Josef Hader, no papel de Stefan Zweig, no filme Adeus, Europa, dirigido por Maria Schrader
Stefan Zweig e a liberação da alma em tempos de ódio

João Lanari Bo -

“Minha crise interna consiste em que não sou capaz de me identificar com o eu do meu passaporte, o eu do exílio”. Stefan Zweig, o formidável escritor - tema do filme em cartaz no Cine Cultura do Liberty Mall que leva o premonitório título de “Adeus, Europa” - era o autor mais traduzido do mundo quando cometeu, com a mulher Lotte, um duplo suicídio, em Petrópolis, no carnaval de 1942.

Duplo suicídio é um dispositivo corrente na literatura japonesa, e por extensão no cinema.

Mas Zweig era um judeu austríaco, vidente de uma Europa sem fronteiras e guerras.

Como mostrar uma decisão como essa? A câmera estática de Maria Schrader, a diretora do filme, capta os instantes imediatamente posteriores à morte do casal, de um ângulo onde se vê parte de sala, hall interno e varanda ao fundo.

Entram pessoas próximas do casal em Petrópolis, línguas e sotaques variados, negros e brancos.
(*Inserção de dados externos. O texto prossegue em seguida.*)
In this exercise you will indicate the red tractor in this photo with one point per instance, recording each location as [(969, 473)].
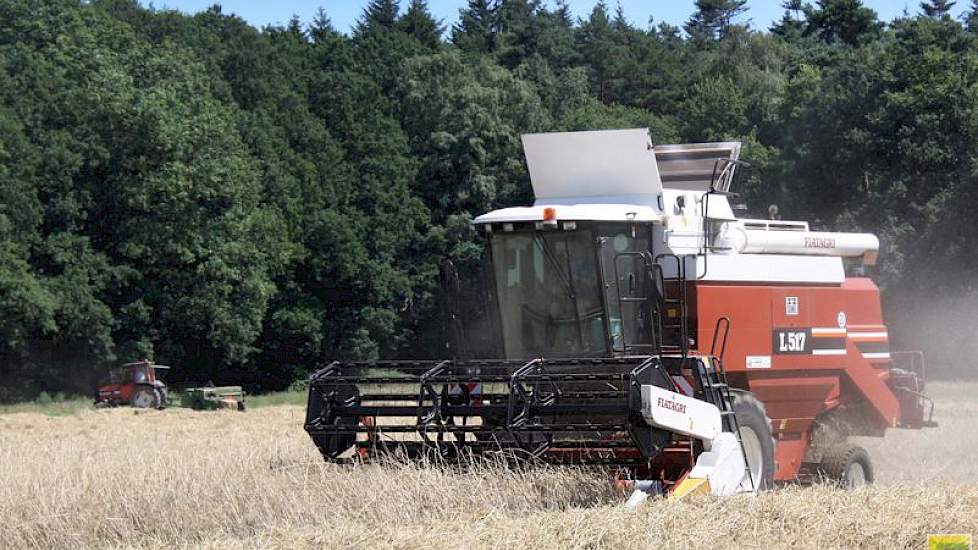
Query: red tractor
[(137, 384)]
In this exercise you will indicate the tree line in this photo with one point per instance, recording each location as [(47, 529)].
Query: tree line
[(245, 203)]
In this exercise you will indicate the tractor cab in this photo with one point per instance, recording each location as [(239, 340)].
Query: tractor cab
[(598, 265), (138, 384)]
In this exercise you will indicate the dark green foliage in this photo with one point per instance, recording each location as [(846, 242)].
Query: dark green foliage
[(248, 203)]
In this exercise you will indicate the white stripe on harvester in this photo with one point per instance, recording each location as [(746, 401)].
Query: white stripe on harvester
[(857, 335)]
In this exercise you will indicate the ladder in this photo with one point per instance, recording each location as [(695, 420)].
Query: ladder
[(716, 389), (674, 303)]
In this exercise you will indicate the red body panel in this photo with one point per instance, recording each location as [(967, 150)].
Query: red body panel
[(803, 350)]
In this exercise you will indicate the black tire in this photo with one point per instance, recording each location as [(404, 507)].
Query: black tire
[(145, 397), (755, 434), (847, 465)]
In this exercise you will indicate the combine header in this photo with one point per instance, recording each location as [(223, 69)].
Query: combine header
[(629, 319)]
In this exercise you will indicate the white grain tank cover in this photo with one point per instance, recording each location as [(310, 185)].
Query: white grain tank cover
[(609, 167)]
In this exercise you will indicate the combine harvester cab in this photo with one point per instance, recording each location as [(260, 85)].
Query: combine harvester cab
[(629, 319)]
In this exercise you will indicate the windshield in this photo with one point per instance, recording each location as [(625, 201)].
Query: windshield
[(549, 294)]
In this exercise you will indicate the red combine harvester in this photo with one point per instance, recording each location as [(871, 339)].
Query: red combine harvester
[(631, 319)]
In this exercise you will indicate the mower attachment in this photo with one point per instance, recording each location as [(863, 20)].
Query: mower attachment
[(580, 411)]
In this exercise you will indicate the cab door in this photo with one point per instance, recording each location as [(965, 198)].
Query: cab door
[(624, 251)]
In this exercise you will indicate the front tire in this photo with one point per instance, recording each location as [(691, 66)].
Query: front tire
[(847, 465), (146, 398), (755, 435)]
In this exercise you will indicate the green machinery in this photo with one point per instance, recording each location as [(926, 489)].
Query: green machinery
[(213, 397)]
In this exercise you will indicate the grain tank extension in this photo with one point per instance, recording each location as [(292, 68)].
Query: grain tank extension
[(630, 319)]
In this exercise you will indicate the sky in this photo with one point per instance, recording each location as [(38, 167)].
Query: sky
[(344, 13)]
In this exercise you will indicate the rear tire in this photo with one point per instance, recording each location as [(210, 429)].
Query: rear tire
[(755, 435), (848, 466), (145, 398)]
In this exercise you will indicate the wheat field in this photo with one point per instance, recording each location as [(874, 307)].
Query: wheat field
[(178, 478)]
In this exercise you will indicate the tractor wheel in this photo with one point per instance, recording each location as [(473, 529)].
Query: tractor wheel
[(145, 398), (847, 465), (755, 435)]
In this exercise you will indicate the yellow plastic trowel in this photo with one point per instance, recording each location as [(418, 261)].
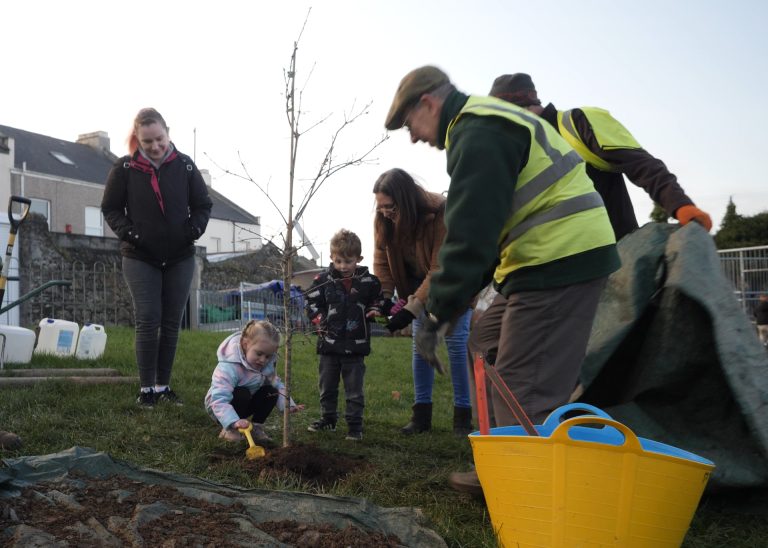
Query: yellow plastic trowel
[(254, 451)]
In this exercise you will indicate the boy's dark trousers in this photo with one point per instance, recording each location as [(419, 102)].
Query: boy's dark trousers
[(259, 405), (350, 369)]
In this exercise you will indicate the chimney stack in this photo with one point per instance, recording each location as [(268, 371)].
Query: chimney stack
[(98, 140)]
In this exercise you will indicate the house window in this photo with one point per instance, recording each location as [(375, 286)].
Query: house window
[(41, 207), (94, 222)]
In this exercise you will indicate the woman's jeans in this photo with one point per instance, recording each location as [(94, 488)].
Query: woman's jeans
[(159, 297), (424, 374)]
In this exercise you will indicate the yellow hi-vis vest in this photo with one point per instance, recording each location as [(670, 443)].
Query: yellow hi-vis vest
[(556, 212), (609, 132)]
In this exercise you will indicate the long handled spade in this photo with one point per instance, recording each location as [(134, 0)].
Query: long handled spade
[(254, 451), (15, 222)]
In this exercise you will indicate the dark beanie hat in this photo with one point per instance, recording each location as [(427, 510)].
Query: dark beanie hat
[(516, 88)]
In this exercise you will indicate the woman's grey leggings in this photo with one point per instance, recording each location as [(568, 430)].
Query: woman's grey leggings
[(159, 297)]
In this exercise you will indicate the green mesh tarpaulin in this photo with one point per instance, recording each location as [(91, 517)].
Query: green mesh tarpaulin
[(673, 356), (261, 505)]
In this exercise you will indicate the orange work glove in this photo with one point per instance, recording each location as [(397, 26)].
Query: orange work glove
[(686, 214)]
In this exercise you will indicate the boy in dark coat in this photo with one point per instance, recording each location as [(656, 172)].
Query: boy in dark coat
[(340, 302)]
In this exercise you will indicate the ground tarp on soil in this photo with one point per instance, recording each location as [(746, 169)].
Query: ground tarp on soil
[(243, 509), (673, 356)]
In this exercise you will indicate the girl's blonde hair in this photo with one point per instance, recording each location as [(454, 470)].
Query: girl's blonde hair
[(145, 117), (255, 328)]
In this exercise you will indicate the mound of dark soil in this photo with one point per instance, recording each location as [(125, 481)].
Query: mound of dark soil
[(307, 463)]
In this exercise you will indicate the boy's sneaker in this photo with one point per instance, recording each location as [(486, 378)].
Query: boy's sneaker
[(146, 400), (169, 396), (322, 424)]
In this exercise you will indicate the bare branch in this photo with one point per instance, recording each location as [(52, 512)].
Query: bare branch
[(247, 177)]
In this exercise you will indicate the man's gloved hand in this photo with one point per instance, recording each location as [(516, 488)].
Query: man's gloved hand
[(402, 319), (396, 307), (688, 213), (427, 337), (389, 307)]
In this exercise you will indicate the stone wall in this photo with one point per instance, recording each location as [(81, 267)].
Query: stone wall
[(97, 292)]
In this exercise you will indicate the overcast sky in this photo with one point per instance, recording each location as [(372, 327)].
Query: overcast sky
[(687, 79)]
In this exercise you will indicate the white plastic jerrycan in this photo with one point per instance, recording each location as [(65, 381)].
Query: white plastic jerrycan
[(91, 343), (57, 337)]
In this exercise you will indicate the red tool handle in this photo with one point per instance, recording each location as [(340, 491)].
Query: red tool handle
[(482, 396)]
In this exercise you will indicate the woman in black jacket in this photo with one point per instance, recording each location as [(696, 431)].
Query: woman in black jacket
[(157, 203)]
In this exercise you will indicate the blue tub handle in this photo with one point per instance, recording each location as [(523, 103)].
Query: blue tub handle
[(556, 416)]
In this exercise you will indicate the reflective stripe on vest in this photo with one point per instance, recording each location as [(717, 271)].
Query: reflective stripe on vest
[(561, 164), (553, 185), (608, 132)]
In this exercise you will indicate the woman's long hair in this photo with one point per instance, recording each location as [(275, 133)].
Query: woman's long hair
[(413, 204)]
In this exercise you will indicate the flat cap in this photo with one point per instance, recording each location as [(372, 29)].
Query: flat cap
[(413, 85), (516, 88)]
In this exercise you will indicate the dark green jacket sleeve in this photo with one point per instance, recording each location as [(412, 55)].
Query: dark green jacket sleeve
[(485, 158)]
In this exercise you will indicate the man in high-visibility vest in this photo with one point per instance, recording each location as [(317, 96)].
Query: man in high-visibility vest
[(521, 212), (610, 152)]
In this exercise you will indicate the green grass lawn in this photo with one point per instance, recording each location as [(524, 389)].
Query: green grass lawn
[(404, 471)]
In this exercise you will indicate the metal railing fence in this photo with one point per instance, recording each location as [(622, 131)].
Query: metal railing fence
[(747, 269)]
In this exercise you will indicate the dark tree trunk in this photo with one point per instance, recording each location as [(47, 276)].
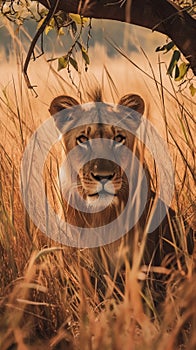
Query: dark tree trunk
[(158, 15)]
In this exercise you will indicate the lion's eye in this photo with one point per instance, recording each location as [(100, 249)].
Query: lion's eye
[(82, 139), (119, 138)]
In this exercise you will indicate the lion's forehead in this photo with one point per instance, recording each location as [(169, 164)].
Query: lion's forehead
[(97, 131)]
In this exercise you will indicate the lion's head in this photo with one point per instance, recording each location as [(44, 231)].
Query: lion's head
[(102, 147), (103, 176)]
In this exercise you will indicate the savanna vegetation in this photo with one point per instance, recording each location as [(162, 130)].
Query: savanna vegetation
[(47, 298)]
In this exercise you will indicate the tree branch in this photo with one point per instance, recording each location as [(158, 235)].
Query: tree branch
[(158, 15)]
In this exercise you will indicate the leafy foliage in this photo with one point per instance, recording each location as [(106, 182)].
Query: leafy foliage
[(177, 66)]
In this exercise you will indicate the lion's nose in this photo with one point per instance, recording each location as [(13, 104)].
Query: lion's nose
[(103, 178)]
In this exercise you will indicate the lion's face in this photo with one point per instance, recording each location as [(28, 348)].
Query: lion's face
[(99, 178), (100, 181)]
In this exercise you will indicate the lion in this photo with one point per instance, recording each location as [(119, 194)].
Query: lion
[(103, 186)]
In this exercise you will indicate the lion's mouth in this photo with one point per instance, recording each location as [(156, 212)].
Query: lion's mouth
[(102, 193)]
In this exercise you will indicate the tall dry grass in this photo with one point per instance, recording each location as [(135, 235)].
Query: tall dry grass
[(48, 299)]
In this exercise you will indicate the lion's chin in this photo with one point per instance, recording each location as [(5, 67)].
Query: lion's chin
[(101, 200)]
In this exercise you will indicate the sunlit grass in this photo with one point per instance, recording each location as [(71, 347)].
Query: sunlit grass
[(50, 294)]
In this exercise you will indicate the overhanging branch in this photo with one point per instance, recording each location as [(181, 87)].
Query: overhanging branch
[(158, 15)]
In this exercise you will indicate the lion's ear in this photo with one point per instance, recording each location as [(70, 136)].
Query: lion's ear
[(134, 102), (57, 105), (61, 102)]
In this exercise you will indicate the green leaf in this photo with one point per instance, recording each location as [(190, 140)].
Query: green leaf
[(183, 68), (173, 62), (192, 90), (177, 72), (166, 47), (78, 19), (73, 62), (62, 62), (85, 55)]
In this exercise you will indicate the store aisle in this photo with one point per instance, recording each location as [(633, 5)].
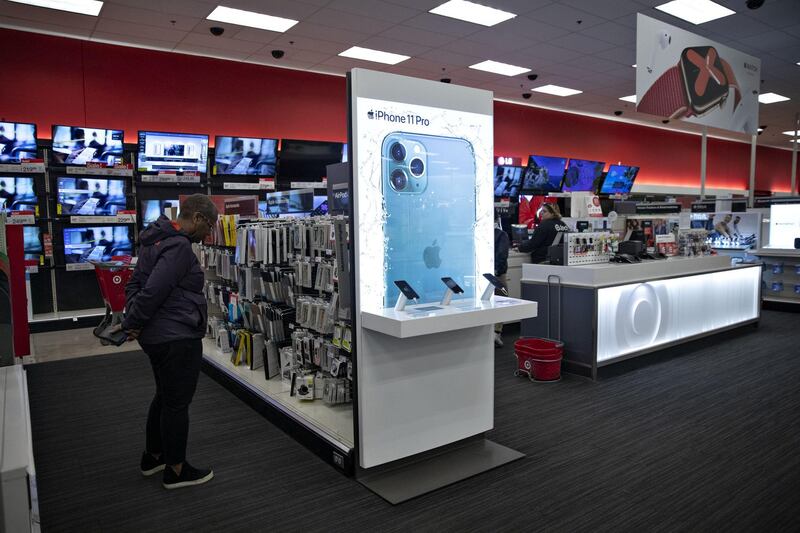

A imagem é fria e distante, mas a tensão subjaz.

São meia dúzia de fragmentos dos últimos anos de Zweig, a maior parte no Brasil, mas também Buenos Aires e Nova York.

Na América apenas uma sequência extraordinária no apartamento da ex-mulher, igualmente foragida. Muito diálogo, reencontros e ansiedade (o ano era 1939).

Na Argentina, um Congresso de escritores que se transforma em ato público contra o emergente nazismo (o ano era 1936).

O fio seco que conduz a narrativa desvia a contenção emocional para o rosto dos protagonistas, os excepcionais Josef Hader, Aenne Schwarz (companheira) e Barbara Sukowa (a ex).

O assombro toma conta de Zweig, quase imperceptível, mesmo para os espectadores contemporâneos que conhecem o fim trágico. Assombro interior, e perplexidade com o que se passava ao redor.

O Brasil foi um alívio nesses anos de tormenta. Em um de seus melhores textos, Zweig dizia de Fouché, o revolucionário de 1789 que virou chefe de polícia de Napoleão e sobreviveu à restauração da monarquia em seu país, a França: “o Ministério, o Senado e a representação popular são maleáveis como cera em sua mão de mestre”.

Stefan Zweig não era maleável e acabou não segurando a onda, na placidez petropolitana.

Tinha 60 anos quando se matou. Thomas Mann, outra estrela literária na oposição a Hitler, achou o ato covarde, um triunfo para os dominadores da Alemanha.

Mas se arrependeu dez anos mais tarde, compreendendo que Zweig "não queria e não podia continuar vivendo no mundo cheio de brados de ódio, barreiras hostis e o medo brutalizante que hoje nos cerca".

Mann escreveu essas linhas em 1955. Hoje os brados parecem se reagrupar na velha Europa, de novo.